First, it’s important to be clear: there is no x-ray, blood test, urine test, MRI or CAT scan that can detect any abnormality in the brain that is any alleged psychiatric disorder. It is not a case of “most mental illnesses,” there are, in fact, no objective tests to detect any alleged mental illness.
Even Keith Stover, an apparent lobbyist for the Connecticut Association of Health Plans, and was interviewed for the article, is confused about psychiatric diagnosing. According to Stover, “there’s rarely a clear diagnostic test that leads to an exact treatment protocol.”
There’s nothing “rarely” about it. Other than a doctor’s opinion of one’s behavior there are no diagnostic tests that lead to either an exact diagnosis or an exact treatment protocol. Psychiatric diagnosing is completely subjective and the pharmaceutical companies have no idea how the drugs work in the brain to treat any alleged psychiatric disorder.
The fact that insurance companies are required to cover treatment for psychiatric disorders is interesting in, and of, itself. Imagine for a moment that a doctor files a claim on behalf of a patient for heart surgery but provides absolutely no objective tests that an abnormality actually exists. The first question from the insurer would be “where’s the tests to show this procedure is necessary?”
And, adding insult to injury, given that there is no scientific or medical proof that any abnormality in the brain exists for any alleged mental illness, there continues to be an onslaught of demands for increased mental health screening, earlier and younger.
Along with the demands for increased screening comes even greater demands to an already over burdened educational system with training teachers and other school personnel on mental illness and the “stigma” associated with it. Ablechild believes that children should be sent to school to be educated not medicated.

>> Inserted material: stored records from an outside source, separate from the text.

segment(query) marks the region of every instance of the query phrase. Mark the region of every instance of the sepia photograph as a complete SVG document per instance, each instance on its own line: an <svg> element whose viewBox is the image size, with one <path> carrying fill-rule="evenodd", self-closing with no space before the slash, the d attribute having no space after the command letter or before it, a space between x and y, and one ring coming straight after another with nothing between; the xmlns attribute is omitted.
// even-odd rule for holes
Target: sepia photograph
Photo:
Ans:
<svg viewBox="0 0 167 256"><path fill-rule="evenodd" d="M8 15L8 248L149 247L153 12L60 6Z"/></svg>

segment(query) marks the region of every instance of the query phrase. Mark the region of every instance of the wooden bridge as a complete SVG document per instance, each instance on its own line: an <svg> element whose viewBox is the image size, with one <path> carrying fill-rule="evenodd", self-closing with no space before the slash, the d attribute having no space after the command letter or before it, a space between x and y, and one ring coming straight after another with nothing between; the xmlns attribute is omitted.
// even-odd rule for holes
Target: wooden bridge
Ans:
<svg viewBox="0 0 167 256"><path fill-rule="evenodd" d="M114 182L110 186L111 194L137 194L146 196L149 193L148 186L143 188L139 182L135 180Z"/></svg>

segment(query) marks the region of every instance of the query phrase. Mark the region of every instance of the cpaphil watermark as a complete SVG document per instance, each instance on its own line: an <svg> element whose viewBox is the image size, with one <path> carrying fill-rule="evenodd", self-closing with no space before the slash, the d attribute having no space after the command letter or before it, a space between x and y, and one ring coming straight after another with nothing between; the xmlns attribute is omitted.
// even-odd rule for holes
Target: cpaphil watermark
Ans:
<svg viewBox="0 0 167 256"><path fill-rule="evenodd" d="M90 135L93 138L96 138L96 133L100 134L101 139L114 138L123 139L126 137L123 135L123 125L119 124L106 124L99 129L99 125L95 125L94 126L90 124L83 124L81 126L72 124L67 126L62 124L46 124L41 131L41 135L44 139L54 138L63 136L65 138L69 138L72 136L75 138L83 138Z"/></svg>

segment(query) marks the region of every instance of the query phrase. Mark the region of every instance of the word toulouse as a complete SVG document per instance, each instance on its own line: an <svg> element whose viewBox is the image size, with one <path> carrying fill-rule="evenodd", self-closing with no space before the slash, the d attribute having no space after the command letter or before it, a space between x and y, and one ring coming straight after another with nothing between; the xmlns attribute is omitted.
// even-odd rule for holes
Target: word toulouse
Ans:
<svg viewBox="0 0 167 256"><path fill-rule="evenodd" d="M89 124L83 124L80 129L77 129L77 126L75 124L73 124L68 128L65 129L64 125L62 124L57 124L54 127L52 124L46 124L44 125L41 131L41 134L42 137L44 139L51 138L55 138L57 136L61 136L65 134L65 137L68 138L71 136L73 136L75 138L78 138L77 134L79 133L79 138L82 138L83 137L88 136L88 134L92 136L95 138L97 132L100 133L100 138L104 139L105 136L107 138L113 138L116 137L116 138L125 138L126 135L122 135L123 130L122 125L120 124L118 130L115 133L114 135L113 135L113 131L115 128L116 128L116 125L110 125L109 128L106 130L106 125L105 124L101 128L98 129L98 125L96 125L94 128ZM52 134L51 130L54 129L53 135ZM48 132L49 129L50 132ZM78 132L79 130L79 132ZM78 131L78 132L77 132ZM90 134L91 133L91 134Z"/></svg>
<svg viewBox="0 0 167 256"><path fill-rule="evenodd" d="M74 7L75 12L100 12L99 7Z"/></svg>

More than that, though, what exactly will these educators, who are not doctors, be taught about mental illness? Will educators be provided with accurate information about the subjectivity of psychiatric diagnosing, which actually leads to the stigmatization when the child is labeled with an alleged mental disorder? Is this “training” intended only to promote the “treatment” of mental illness? More importantly, will educators be taught to identify adverse drug reactions and how to report these drug reactions to the Food and Drug Administration (FDA) by using the MEDWATCH adverse drug reporting system? And, who bares the cost of all of this mental health educating? The taxpayers?
Since the tragic incident at Sandy Hook, the state has poured millions of dollars into increased mental health services and, sadly, none of that legislation was based on any investigative information that the shooter, Adam Lanza, lacked mental health services.
In fact, based on the information that was made publicly available, Lanza was the poster child of mental health services and, perhaps, it is the services he received that may have contributed to his actions. Lawmakers, though, did not even consider this option.
Ablechild believes that a much greater review of the subjectivity of psychiatric diagnosing needs to be done before more taxpayer funds are allocated for increased mental health services. Because the question that one cannot help ask is if the mental health “treatment” being prescribed to Connecticut’s youth is working, why isn’t anyone getting better?